The quoted text below is from comp.std.c which originated
from a discussion on comp.lang.c. I've edited out the parts
that do not apply to my question.
Robert said:
Dann said:
#include <stdio.h>
int main(void)
{
typedef union foo_u {
struct a {
unsigned char carr[sizeof(unsigned int)];
} aa;
struct b {
unsigned int ui;
} bb;
} foo;
foo bar;
bar.bb.ui = 1;
printf("%u\n", (unsigned)bar.aa.carr[0]);
return 0;
}
#include <stdio.h>
int main(void)
{
typedef union foo_u {
unsigned char carr[sizeof(unsigned int)];
unsigned int ui;
} foo;
foo bar;
bar.ui = 1;
printf("%u\n", (unsigned)bar.carr[0]);
return 0;
}
Is the first sample safe but the second not safe?
Neither are safe.
Why is either example unsafe? I understand the output of
the printf calls is unspecified. But I do not see anything
that would be cause for concern other than that.
I disagree with Robert's assessment. They are both perfectly safe.
Any area of memory at all that a program has a right to access
(static, automatic, or allocated) may be read as an array of unsigned
char.
The standard still uses the phrase "character type" in several places,
which is an anachronism from the C89/C90 days. Only unsigned char is
truly safe now, since C99 specifically allows signed char, and
therefore plain char if signed, to have padding bits and trap
representations.
It is also perfectly safe to write to any such memory via an lvalue of
any character type, not just unsigned char, provided that the memory
is not accesses with an lvalue of another type until being modified by
said lvalue of the other type first.
For example, paragraph 5 of 6.2.6 Representations of types 6.2.6.1
General:
"Certain object representations need not represent a value of the
object type. If the stored value of an object has such a
representation and is read by an lvalue expression that does not have
character type, the behavior is undefined.
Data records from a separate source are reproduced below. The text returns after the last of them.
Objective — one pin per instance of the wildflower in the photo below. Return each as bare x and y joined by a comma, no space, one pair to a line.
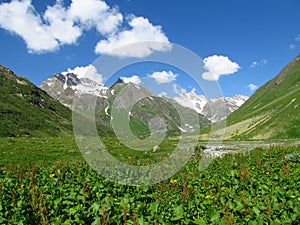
207,197
173,181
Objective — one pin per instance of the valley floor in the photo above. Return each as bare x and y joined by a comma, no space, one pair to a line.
250,187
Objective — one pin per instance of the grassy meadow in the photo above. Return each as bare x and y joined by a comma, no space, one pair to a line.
47,181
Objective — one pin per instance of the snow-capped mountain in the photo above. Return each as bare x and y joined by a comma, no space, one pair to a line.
215,109
64,86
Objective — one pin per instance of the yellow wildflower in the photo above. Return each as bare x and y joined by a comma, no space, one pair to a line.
207,197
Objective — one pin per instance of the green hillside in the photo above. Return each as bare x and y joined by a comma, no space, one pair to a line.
273,112
26,110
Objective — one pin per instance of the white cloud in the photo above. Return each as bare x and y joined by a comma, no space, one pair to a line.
292,46
162,94
162,77
60,25
254,64
217,66
258,63
89,71
134,79
95,13
252,87
135,42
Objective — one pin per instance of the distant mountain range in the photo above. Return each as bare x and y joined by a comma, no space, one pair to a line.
65,87
272,112
215,109
26,110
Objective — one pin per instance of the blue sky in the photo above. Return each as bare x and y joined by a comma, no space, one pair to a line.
243,43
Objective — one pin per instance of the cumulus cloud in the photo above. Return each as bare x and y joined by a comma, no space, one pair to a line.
162,77
217,66
258,63
60,25
144,35
252,87
133,79
162,94
89,71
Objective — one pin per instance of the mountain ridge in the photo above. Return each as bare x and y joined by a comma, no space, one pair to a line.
272,112
26,110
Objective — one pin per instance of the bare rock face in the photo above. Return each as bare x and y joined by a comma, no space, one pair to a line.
156,148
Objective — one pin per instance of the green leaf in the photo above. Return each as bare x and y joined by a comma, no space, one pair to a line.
199,222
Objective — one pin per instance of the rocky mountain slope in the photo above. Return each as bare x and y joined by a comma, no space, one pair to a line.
65,87
215,109
26,110
273,111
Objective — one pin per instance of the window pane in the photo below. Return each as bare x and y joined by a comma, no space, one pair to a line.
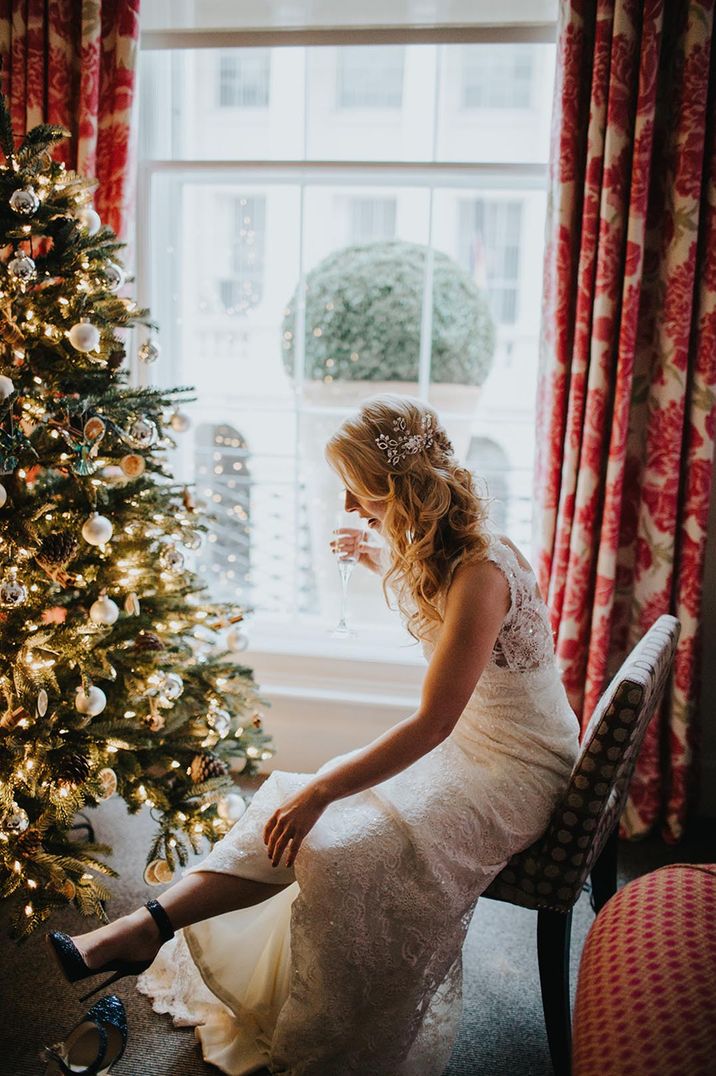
494,236
369,78
243,79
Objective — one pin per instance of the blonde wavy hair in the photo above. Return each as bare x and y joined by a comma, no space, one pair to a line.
434,515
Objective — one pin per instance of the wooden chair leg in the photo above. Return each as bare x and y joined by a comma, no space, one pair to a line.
604,873
553,935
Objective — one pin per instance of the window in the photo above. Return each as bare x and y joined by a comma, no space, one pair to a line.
369,78
241,216
496,79
371,218
242,289
489,238
243,79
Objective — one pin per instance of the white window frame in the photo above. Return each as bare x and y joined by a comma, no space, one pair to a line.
290,665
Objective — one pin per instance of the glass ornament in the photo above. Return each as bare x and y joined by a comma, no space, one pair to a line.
22,268
25,201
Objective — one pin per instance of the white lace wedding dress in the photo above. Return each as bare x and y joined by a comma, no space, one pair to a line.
355,966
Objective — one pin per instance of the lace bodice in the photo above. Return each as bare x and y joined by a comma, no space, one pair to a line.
524,642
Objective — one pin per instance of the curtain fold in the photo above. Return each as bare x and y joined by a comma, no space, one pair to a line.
627,398
72,62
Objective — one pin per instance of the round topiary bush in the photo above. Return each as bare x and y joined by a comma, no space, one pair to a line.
364,312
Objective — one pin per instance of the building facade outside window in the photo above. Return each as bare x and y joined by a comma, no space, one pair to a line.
243,79
228,248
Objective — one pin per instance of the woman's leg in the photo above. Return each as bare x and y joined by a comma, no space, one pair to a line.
197,896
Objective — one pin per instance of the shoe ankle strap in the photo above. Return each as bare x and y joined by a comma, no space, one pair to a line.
162,919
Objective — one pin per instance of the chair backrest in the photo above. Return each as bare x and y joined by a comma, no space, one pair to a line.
551,872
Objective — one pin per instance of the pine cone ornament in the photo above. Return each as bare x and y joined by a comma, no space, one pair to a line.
207,765
148,641
72,768
55,553
29,843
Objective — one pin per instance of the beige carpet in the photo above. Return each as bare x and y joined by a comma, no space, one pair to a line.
502,1030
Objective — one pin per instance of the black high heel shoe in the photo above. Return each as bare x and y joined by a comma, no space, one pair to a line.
94,1046
74,968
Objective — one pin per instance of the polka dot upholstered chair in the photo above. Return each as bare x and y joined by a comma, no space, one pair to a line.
646,992
581,838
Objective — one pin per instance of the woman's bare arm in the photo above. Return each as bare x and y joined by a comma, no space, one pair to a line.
476,605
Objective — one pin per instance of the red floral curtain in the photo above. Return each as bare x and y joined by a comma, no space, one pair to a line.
628,366
72,62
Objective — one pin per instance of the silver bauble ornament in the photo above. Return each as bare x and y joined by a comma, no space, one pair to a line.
92,702
25,201
97,529
113,275
109,781
89,218
12,593
22,268
230,807
16,821
180,422
149,352
142,433
171,558
237,639
103,610
172,685
131,605
84,336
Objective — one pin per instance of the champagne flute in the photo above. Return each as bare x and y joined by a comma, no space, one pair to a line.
347,555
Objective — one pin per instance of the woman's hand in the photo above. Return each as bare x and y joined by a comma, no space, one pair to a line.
350,540
291,822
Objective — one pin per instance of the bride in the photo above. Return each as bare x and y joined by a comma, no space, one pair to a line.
323,934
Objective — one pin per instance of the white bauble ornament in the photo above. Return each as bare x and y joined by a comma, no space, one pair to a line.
232,807
172,685
109,781
154,722
132,465
158,873
103,610
25,201
220,720
97,529
89,218
90,703
84,336
142,433
180,422
113,275
16,821
149,352
237,639
171,558
22,268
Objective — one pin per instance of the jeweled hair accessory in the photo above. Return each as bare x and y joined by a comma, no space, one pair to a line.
406,443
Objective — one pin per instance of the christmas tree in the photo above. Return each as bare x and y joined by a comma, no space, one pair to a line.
116,675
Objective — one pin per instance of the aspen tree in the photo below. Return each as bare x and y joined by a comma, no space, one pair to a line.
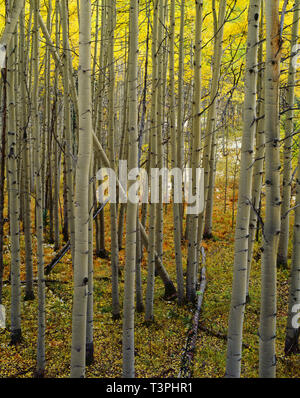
180,111
282,254
39,193
67,124
159,130
56,156
111,137
176,207
153,163
81,194
90,300
128,313
196,133
267,328
13,193
26,169
237,306
11,24
258,168
211,116
292,334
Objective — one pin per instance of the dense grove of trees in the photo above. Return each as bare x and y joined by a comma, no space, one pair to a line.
161,84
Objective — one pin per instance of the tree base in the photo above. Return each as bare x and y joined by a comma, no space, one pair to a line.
282,262
140,308
170,291
39,374
89,354
149,322
291,345
29,296
207,235
16,337
103,254
116,317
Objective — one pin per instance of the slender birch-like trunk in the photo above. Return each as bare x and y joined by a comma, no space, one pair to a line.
292,334
90,300
258,168
196,133
238,298
81,195
211,116
13,193
153,164
11,24
176,206
40,369
67,125
111,139
29,294
267,328
128,313
282,255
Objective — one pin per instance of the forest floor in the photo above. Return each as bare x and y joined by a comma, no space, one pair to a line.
158,346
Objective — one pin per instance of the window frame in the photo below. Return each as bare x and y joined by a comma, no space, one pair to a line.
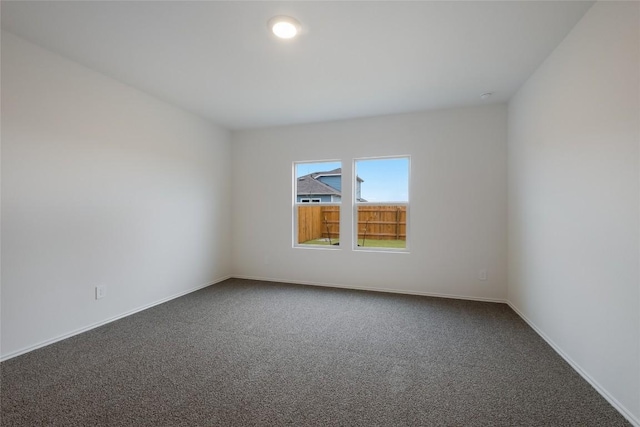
356,204
296,204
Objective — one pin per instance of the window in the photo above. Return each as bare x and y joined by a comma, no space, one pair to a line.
381,189
316,208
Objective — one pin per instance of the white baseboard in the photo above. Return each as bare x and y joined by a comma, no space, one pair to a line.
617,405
365,288
104,322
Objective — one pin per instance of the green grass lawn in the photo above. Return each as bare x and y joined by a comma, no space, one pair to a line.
369,243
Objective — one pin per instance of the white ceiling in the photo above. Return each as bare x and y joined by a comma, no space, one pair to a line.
354,58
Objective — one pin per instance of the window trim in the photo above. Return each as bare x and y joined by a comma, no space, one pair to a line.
356,203
296,204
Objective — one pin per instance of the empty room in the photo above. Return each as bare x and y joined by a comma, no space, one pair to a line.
322,213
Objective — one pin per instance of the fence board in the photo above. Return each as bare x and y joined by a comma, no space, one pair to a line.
315,222
382,222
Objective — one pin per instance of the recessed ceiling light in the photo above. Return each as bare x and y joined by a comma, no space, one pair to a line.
284,27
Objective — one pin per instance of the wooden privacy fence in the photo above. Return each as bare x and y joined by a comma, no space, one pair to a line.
381,222
315,222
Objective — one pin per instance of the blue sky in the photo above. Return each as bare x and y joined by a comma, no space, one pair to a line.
385,180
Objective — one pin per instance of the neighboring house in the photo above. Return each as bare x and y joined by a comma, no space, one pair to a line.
323,187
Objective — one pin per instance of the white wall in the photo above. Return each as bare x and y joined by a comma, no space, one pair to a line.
574,195
458,202
101,185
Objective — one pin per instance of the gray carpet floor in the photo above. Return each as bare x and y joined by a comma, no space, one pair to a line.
243,353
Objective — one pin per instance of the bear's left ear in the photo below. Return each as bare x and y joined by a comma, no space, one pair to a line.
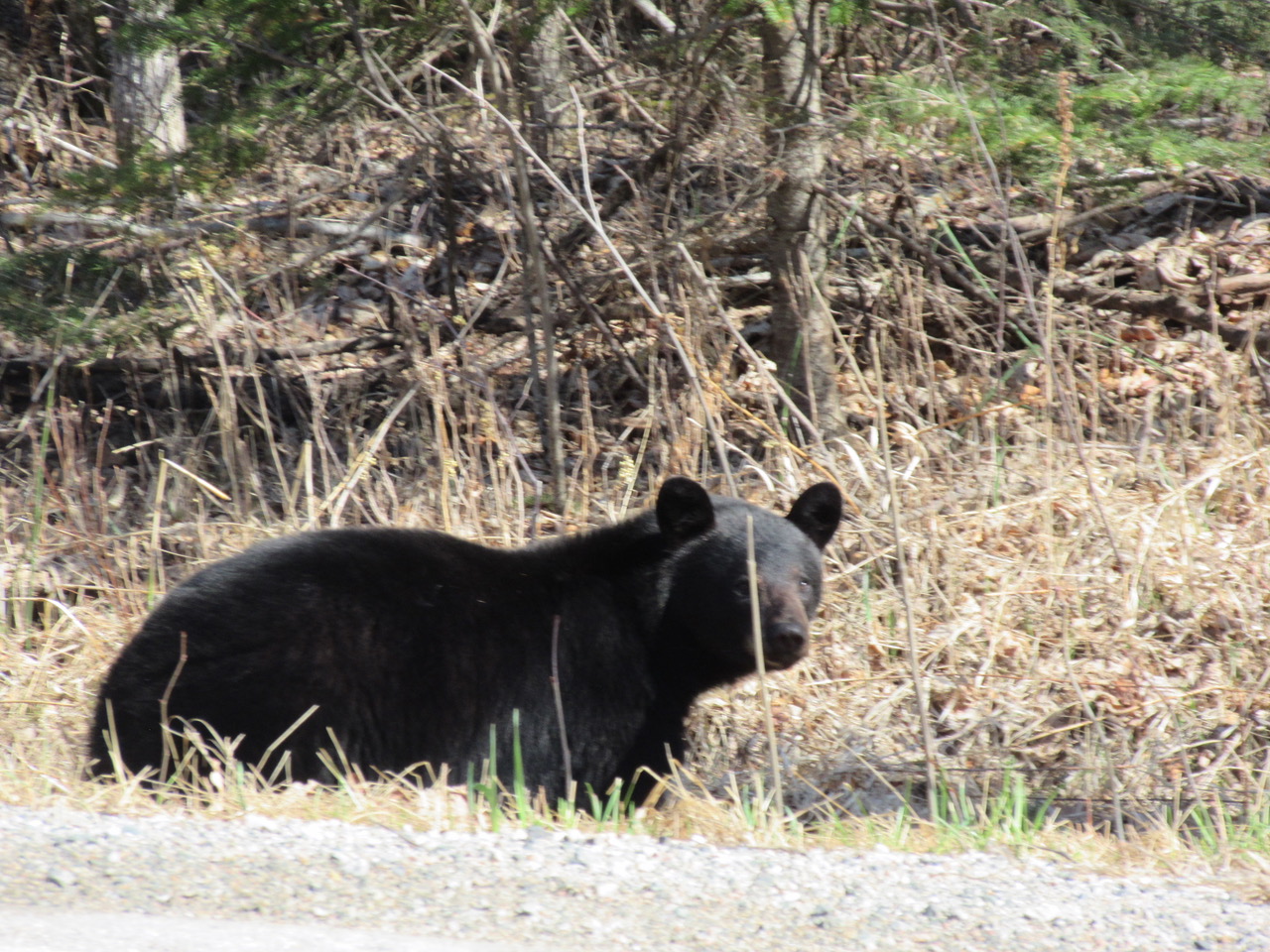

If such a representation is
produced by a side effect that modifies all or any part of the object
by an lvalue expression that does not have character type, the
behavior is undefined. Such a representation is called
a trap representation."
Also, paragraph 7 of 6.5 Expressions:
"An object shall have its stored value accessed only by an lvalue
expression that has one of the following types:73)
— a type compatible with the effective type of the object,
— a qualified version of a type compatible with the effective type of
the object,
— a type that is the signed or unsigned type corresponding to the
effective type of the object,
— a type that is the signed or unsigned type corresponding to a
qualified version of the effective type of the object,
— an aggregate or union type that includes one of the aforementioned
types among its members (including, recursively, a member of a
subaggregate or contained union), or
— a character type."
Recognition of this special dispensation for unsigned char actually
caused a change in the C99 standard's definition for the term
"undefined behavior" between C90 and C99 draft N869, and the final C((
standard.
C90: "3.16 undefined behavior: Behavior, upon use of a nonponable or
erroneous program construct, of erroneous data, or of indeterminately
valued objects, for which this International Standard imposes no
requirements"
N869: "3.18
1 undefined behavior
behavior, upon use of a nonportable or erroneous program construct, of
erroneous data, or of indeterminately valued objects, for which this
International Standard imposes no requirements"
ISO 9899:1999: "3.4.3
1 undefined behavior
behavior, upon use of a nonportable or erroneous program construct or
of erroneous data, for which this International Standard imposes no
requirements"
The phrase "or of indeterminately valued objects" was specifically
removed because accessing any object as a suitably sized array of
unsigned char is not undefined, as unsigned char has no trap
representations.